Muscle atrophy has a variety of causes but is most typically a side effect of degenerative disease, aging, or muscle disuse. The gold standard for obtaining a super-accurate measurement of muscle density and composition as well as size is an MRI, Rice says, but frequent testing can be time-consuming and costly.
In primary care settings, the more commonly employed method is simply to measure limb circumference, she adds. A medical professional is needed because those measurements need to be done consistently over time and at the right location on limbs. “Our sensor could be scaled to ... get all those measurements all at once instead of having to use a tape measure 15 different times.”
The novel sensor, which resembles a blood pressure cuff, is the first big work to emerge from Rice’s fellowship from NASA to support her graduate school studies. Muscle atrophy is one of the biggest effects on the body when it is subjected to the microgravity environment for long periods of time, she says in explaining the rationale for the study.
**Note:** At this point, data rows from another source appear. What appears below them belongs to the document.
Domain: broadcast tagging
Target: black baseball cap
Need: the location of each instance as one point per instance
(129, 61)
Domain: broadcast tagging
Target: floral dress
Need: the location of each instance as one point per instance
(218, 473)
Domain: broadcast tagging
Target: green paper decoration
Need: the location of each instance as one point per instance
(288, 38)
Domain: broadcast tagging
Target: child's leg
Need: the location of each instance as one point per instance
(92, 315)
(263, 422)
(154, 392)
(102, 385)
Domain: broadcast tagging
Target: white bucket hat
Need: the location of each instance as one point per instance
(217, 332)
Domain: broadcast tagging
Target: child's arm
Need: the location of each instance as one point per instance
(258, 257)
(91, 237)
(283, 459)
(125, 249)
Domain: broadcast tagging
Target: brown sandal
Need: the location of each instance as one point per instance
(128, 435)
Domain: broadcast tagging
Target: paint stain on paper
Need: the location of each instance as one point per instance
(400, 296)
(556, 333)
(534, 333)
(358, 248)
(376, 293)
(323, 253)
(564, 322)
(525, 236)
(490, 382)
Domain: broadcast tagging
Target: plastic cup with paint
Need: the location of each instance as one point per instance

To simulate the calf tissue of an average-sized person, researchers fabricated 3D-printed limb molds filled with ground beef, which has similar electrical properties to the human body, explains Rice. Ground beef is also easy to mold into different shapes, making it a “good first approximation” to use even if it is notoriously unpleasant to handle. Commercially available, mannequin-type leg phantoms also have the properties of human tissue but are constant in size.
In the future, the conductive thread-based sensor could be one of multiple sensors populating a wearable sleeve for detecting and monitoring all sorts of health issues at the same time, says Rice. The needs of astronauts are top of mind, given the funding source, but a combined-use device of that sort would be useful for patients everywhere.